I am trying to read a JSON file using pandas. The JSON file is in this format:
{
"category": "CRIME",
"headline": "There Were 2 Mass Shootings In Texas Last Week, But Only 1 On TV",
"authors": "Melissa Jeltsen",
"link": "https://www.huffingtonpost.com/entry/texas-amanda-painter-mass-shooting_us_5b081ab4e4b0802d69caad89", "short_description": "She left her husband. He killed their children. Just another day in America.",
"date": "2018-05-26"
}
{
"category": "ENTERTAINMENT",
"headline": "Will Smith Joins Diplo And Nicky Jam For The 2018 World Cup's Official Song",
"authors": "Andy McDonald",
"link": "https://www.huffingtonpost.com/entry/will-smith-joins-diplo-and-nicky-jam-for-the-official-2018-world-cup-song_us_5b09726fe4b0fdb2aa541201",
"short_description": "Of course, it has a song.",
"date": "2018-05-26"
}
However, I get the following error that I don't understand why:
ValueError Traceback (most recent call last)

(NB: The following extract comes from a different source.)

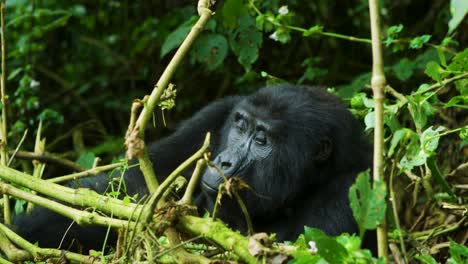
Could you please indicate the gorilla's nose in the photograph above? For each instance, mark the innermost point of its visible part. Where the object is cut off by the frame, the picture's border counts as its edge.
(225, 165)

/var/folders/j6/rj901v4j40368zfdw64pbf700000gn/T/ipykernel_11792/4234726591.py in <module>
----> 1 df = pd.read_json('db.json', lines=True)
2 df.head()
~/opt/anaconda3/lib/python3.9/site-packages/pandas/util/_decorators.py in wrapper(*args, **kwargs)
205 else:
206 kwargs[new_arg_name] = new_arg_value
--> 207 return func(*args, **kwargs)
208
209 return cast(F, wrapper)
~/opt/anaconda3/lib/python3.9/site-packages/pandas/util/_decorators.py in wrapper(*args, **kwargs)
309 stacklevel=stacklevel,
310 )
--> 311 return func(*args, **kwargs)
312
313 return wrapper
~/opt/anaconda3/lib/python3.9/site-packages/pandas/io/json/_json.py in read_json(path_or_buf, orient, typ, dtype, convert_axes, convert_dates, keep_default_dates, numpy, precise_float, date_unit, encoding, encoding_errors, lines, chunksize, compression, nrows, storage_options)
610
611 with json_reader:
--> 612 return json_reader.read()
613
614
~/opt/anaconda3/lib/python3.9/site-packages/pandas/io/json/_json.py in read(self)
742 data = ensure_str(self.data)
743 data_lines = data.split("\n")
--> 744 obj = self._get_object_parser(self._combine_lines(data_lines))
745 else:
746 obj = self._get_object_parser(self.data)
~/opt/anaconda3/lib/python3.9/site-packages/pandas/io/json/_json.py in _get_object_parser(self, json)
766 obj = None
767 if typ == "frame":
--> 768 obj = FrameParser(json, **kwargs).parse()
769
770 if typ == "series" or obj is None:
~/opt/anaconda3/lib/python3.9/site-packages/pandas/io/json/_json.py in parse(self)
878 self._parse_numpy()
879 else:
--> 880 self._parse_no_numpy()
881
882 if self.obj is None:
~/opt/anaconda3/lib/python3.9/site-packages/pandas/io/json/_json.py in _parse_no_numpy(self)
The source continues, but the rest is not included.